Misophonia is not classified as a disorder in DSM-5 or ICD-10; in 2013, three psychiatrists at the Academic Medical Center in Amsterdam formulated diagnostic criteria for it and suggested that it be classified as a separate psychiatric disorder. In this study diagnostic confounds, or overlaps, were found with the following DSM-IV TR (still used in 2013) Disorders: 1) Post Traumatic Stress Disorder, 2) Autism and Aspergers, 3) Sensory Processing Disorder, 4) Obsessive Compulsive Personality Disorder and others. The authors noted, however, that despite the overlaps, misophonia was not described comprehensively by any of these other disorders and should be considered as for its own classification in the DSM-V. Notably, this study has been criticized on the basis of its biased sample. That is, the researchers utilized only individuals with psychiatric disorders in the study. They did not have a control group, or a "pure misophonia group".

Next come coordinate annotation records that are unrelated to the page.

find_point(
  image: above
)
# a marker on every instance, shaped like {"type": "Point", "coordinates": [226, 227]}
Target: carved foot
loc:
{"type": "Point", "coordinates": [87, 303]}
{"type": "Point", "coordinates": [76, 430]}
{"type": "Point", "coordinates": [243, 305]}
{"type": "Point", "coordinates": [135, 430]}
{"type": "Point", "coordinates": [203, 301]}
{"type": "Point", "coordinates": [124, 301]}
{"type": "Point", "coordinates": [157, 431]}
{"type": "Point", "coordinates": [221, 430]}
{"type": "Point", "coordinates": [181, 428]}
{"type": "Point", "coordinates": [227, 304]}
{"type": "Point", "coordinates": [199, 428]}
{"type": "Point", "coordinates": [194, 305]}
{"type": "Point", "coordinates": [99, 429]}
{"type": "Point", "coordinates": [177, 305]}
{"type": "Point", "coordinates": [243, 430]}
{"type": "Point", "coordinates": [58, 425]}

A 2013 review of neurological studies and fMRI studies of the brain as it relates to the disorder postulates that abnormal or dysfunctional assessment of neural signals occurs in the anterior cingulate cortex and insular cortex. These cortices are also implicated in Tourette Syndrome, and are the hub for processing anger, pain, and sensory information. Other researchers concur that the dysfunction is in central nervous system structures. It has been speculated that the anatomical location may be more central than that involved in hyperacusis. Notably, since circuitry and connectivity within in the brain system is abundant, complicated, and far from fully comprehended these ideas are speculative and need further research in order to understand the nature of misophonia. In addition, the central/peripheral feedback system is also of consideration in misophonia, as in many health/mental health disorders.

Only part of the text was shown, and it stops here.